Portal: O senhor afirma que o ser humano não tem a experiência de um mundo singular, mas uma multiplicidade de mundos, cada um com seus objetos, seus princípios constitutivos, suas regras e seu modo de funcionamento. Poderíamos pensar em especificidades do “mundo virtual”? Quais seriam?
Rodrigues: Para todos os seres humanos, os mundos são artefatos por eles inventados tecnicamente e representados ou objetivados simbolicamente na linguagem. Neste sentido, os mundos que ser humano constitui simbolicamente na linguagem sempre foram mundos virtuais. Não sou capaz de perceber o que há de mais virtual no mundo constituído pelas interfaces eletrônicas do que no mundo constituído pelas narrativas que duas vizinhas contam uma à outra quando se encontram ou quando alguém constrói uma novela e a publica. Os personagens de um conto ou das narrativas que contamos não são também avatares encenados pelos nossos discursos, e a encenação que fazemos da nossa experiência não nos remete constantemente para mundos construídos pelos discursos? Se quisermos, no entanto, distinguir os mundos criados pelos dispositivos técnicos eletrônicos, podemos dizer que eles adquirem cada vez mais a possibilidade de criar a ilusão de reificar os mundos virtuais que os seres humanos desde sempre constituíram simbolicamente.
Portal: Pensando, por exemplo, nas marcas fáticas interativas a que o seu trabalho se refere, estas operam de forma diferente em interações presenciais e interações não presenciais?
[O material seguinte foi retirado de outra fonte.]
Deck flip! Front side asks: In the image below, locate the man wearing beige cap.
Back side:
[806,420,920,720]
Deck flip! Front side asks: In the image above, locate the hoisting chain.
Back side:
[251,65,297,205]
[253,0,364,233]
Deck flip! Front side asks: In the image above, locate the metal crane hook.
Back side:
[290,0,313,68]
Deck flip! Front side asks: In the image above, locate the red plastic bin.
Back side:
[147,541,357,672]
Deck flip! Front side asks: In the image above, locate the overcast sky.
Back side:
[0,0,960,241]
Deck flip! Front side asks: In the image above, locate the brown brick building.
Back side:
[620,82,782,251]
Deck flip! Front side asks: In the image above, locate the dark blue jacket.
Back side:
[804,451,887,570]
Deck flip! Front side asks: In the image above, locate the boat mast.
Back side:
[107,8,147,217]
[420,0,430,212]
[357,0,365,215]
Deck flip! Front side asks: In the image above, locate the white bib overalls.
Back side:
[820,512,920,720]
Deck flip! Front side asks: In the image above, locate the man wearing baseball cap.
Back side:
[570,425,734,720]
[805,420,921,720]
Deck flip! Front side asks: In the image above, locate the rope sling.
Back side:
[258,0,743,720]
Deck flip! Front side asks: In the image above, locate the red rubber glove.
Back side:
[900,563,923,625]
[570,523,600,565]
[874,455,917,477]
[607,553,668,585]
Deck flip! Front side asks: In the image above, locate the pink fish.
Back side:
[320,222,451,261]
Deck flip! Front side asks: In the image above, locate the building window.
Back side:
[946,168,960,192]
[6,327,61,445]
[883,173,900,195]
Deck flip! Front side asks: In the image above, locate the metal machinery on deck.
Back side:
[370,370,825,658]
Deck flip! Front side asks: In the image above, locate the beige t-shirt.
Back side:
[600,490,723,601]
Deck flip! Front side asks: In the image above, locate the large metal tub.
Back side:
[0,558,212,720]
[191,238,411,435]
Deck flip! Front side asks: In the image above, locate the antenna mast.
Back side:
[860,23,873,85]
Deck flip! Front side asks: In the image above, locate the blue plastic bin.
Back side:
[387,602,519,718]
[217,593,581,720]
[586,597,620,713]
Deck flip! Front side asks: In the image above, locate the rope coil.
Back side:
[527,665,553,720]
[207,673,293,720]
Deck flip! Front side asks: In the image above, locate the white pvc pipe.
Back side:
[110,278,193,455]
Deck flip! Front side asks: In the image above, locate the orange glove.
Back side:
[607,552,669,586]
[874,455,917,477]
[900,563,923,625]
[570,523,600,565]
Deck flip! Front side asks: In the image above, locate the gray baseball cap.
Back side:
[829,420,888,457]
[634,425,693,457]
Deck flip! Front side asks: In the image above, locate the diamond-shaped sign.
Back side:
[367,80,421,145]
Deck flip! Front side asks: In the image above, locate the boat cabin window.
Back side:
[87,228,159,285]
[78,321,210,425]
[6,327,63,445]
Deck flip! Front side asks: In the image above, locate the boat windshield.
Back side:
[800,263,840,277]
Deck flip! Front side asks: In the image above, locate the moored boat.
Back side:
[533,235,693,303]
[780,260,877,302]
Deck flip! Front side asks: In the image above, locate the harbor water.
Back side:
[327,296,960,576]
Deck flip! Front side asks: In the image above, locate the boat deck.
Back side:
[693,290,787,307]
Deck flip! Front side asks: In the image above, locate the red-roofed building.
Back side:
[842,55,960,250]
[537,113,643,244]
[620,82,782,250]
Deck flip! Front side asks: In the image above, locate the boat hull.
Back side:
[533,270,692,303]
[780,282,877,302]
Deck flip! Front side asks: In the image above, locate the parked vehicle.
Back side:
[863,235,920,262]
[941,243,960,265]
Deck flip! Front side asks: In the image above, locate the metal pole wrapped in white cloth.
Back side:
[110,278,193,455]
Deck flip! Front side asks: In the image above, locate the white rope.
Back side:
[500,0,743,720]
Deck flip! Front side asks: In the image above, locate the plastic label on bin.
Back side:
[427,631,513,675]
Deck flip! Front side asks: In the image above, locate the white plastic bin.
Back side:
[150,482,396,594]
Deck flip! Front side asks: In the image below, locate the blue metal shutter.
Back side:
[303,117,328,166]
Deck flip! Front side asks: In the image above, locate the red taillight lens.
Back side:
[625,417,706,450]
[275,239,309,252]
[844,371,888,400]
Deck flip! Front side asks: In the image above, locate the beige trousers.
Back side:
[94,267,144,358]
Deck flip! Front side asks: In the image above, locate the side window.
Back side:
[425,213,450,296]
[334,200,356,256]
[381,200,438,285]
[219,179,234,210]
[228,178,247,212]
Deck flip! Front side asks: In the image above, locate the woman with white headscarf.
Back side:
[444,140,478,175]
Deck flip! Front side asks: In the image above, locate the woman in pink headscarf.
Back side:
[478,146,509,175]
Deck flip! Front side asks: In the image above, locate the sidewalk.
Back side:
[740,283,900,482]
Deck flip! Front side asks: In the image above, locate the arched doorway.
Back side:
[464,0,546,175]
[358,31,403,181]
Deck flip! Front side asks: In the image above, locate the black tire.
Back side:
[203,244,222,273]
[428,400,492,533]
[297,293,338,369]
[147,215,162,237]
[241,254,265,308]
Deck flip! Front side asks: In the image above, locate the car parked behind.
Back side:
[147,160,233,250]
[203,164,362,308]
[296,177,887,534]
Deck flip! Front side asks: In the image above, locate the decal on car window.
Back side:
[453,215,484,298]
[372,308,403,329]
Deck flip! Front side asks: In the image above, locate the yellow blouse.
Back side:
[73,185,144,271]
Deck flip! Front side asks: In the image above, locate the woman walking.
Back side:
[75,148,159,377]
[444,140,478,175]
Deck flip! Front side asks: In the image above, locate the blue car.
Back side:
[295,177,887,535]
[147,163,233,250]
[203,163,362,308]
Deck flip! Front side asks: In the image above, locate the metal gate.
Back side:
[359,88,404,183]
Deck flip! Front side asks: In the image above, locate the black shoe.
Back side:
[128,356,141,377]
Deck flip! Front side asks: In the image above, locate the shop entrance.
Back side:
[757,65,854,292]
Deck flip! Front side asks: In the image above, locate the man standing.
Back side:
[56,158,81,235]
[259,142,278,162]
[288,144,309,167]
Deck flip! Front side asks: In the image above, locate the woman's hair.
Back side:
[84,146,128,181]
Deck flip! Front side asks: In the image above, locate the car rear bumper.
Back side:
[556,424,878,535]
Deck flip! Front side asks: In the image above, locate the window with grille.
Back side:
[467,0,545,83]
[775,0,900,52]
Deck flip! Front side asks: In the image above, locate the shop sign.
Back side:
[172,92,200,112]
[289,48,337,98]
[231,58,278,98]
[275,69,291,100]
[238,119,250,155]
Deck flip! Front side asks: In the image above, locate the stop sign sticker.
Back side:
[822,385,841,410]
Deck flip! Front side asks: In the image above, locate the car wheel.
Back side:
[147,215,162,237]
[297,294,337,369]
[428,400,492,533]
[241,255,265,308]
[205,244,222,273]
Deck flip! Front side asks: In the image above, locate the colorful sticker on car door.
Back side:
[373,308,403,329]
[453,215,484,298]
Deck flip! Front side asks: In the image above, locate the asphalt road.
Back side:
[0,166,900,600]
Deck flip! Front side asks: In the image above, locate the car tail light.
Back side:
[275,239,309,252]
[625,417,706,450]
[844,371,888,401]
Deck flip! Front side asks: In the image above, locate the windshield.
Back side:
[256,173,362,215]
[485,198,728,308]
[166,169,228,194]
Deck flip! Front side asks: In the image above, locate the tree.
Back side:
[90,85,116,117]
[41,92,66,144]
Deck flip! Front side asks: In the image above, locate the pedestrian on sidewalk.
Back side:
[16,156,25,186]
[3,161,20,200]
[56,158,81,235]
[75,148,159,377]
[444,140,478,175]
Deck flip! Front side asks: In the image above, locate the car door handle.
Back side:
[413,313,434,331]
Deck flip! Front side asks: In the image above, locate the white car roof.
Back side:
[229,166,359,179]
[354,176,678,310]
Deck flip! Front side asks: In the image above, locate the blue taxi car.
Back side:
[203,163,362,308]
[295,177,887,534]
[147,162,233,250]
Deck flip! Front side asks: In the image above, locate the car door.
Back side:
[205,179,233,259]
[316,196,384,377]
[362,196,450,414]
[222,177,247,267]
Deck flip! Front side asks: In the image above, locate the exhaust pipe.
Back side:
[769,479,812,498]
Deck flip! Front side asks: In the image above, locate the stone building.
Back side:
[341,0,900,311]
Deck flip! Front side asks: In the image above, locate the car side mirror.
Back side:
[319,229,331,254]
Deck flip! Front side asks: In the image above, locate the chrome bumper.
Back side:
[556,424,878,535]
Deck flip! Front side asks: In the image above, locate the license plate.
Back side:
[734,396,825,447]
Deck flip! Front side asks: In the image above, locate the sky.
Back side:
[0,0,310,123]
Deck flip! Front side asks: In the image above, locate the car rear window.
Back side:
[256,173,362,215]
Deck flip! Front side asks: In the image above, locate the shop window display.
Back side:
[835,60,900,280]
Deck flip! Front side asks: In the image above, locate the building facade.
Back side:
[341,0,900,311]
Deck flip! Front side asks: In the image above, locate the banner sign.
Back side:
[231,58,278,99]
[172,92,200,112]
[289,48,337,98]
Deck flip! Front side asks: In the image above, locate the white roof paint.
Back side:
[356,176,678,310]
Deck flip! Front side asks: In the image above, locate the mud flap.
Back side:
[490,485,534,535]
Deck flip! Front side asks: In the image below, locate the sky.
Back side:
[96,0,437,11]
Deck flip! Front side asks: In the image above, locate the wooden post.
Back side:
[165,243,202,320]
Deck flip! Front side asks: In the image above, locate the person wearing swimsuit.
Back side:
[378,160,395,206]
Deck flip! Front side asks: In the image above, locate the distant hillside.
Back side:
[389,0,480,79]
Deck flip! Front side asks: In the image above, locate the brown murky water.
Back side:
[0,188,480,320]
Rodrigues: Sim e não. As interações que estabelecemos uns com os outros são pontuadas por marcas que os indivíduos estão constantemente emitindo e que visam à criação, à manutenção, ao reforço e ao restabelecimento da relação intersubjetiva. A observação cuidadosa das interações discursivas mostra que se trata de processos de tal modo sincronizados que alguns autores costumam comparar com um jogo ou uma coreografia. Para perceber a sua importância, pode procurar eliminar a produção destas marcas, quer numa interação com seus familiares, quer numa interação institucional, e verificará que os seus interlocutores, embora tenham ouvido perfeitamente as palavras que lhes dirigiu, não entenderão o que lhes quis dizer e acharão que não se comportou de maneira apropriada. Os mesmos processos atravessam as interações midiatizadas e desempenham nestas interações um papel ainda mais importante, devido ao fato de que os indivíduos não podem monitorar alguns dos comportamentos dos seus interlocutores. Por exemplo, quando telefona, se aquele que está no uso da fala não utilizasse constantemente marcas fáticas, nem sequer saberia se o seu interlocutor o está ainda ouvindo, nem se a chamada não caiu. Daí que, nas interações não presenciais, os processos de sincronização se tornam ainda mais importantes.
Portal: Em que o pragmatismo com o qual o senhor se identifica pode contribuir para pensar os desafios éticos contemporâneos?
Rodrigues: Para mim o pragmatismo é uma espécie de formação para a disponibilidade do olhar e uma cultura pelo respeito das diferenças; é uma recusa ao julgamento e uma valorização da pluralidade. Em vez de partir de ideias feitas para julgar, o pragmatismo parte da observação da maneira como os outros julgam o mundo para aprender com eles. O pragmatismo talvez seja uma escola de democracia e de respeito pela diversidade das maneiras de pensar e dos modos de vida. A história já nos mostrou abundantemente que não mudamos o mundo impondo a nossa maneira de pensar nem os nossos modos de vida aos outros, mas que talvez consigamos mudar alguma coisa se nos mudarmos a nós próprios e na medida em que nos mudarmos a nós próprios. É por isso que talvez a perspectiva pragmática possa contribuir para a redução dos conflitos e para a construção de um mundo melhor.